Só agora, politicamente acuado pelos índices de popularidade despencando e porque a magnitude da tragédia brasileira deixa o mundo perplexo, o presidente decidiu ceder à criação de um grupo de trabalho para organizar o combate à pandemia.
Ao contrário de toda a prática de Bolsonaro, que demitiu os então ministros Henrique Mandetta e Nelson Teich por defenderem protocolos científicos, Marcelo Queiroga garantiu que “o compromisso número um é a implementação de uma forte campanha de vacinação”. Ele acrescentou: “Todos sabem o esforço que foi feito para buscar vacinas”. A declaração é uma inverdade.

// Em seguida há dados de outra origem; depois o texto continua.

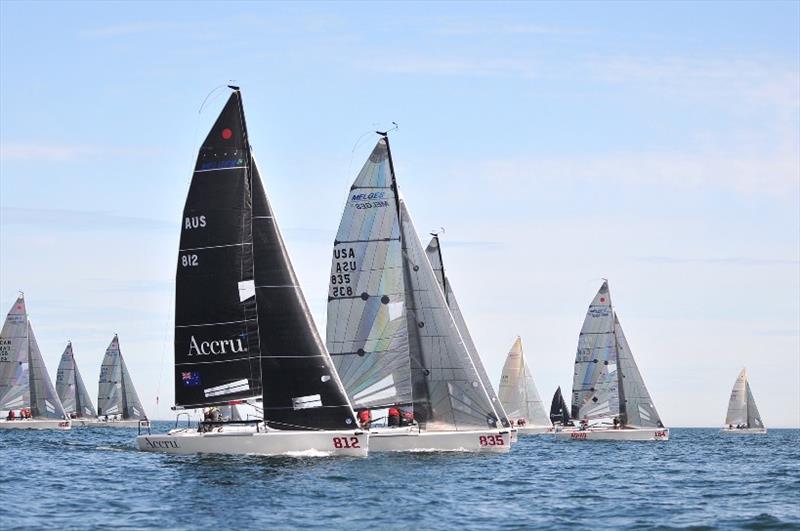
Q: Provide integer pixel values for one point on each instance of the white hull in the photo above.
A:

Informação falsa outra vez
É amplamente reconhecido que, ainda em 2020, o governo recusou um contrato que teria trazido ao país 70 milhões de doses do imunizante da Pfizer. E a opinião pública, grande parte da qual indignada, assistiu a Bolsonaro guerrear contra a CoronaVac, que taxou de “vacina chinesa do Dória”.
“O Brasil já é o quinto país em aplicação em vacinas”, acrescentou Queiroga. A informação é falsa. O ministro apenas repetiu a mentira dita por Bolsonaro no pronunciamento de ontem. Segundo o projeto Our World in Data, vinculado à Universidade de Oxford, o país está na 58ª posição na vacinação por habitantes.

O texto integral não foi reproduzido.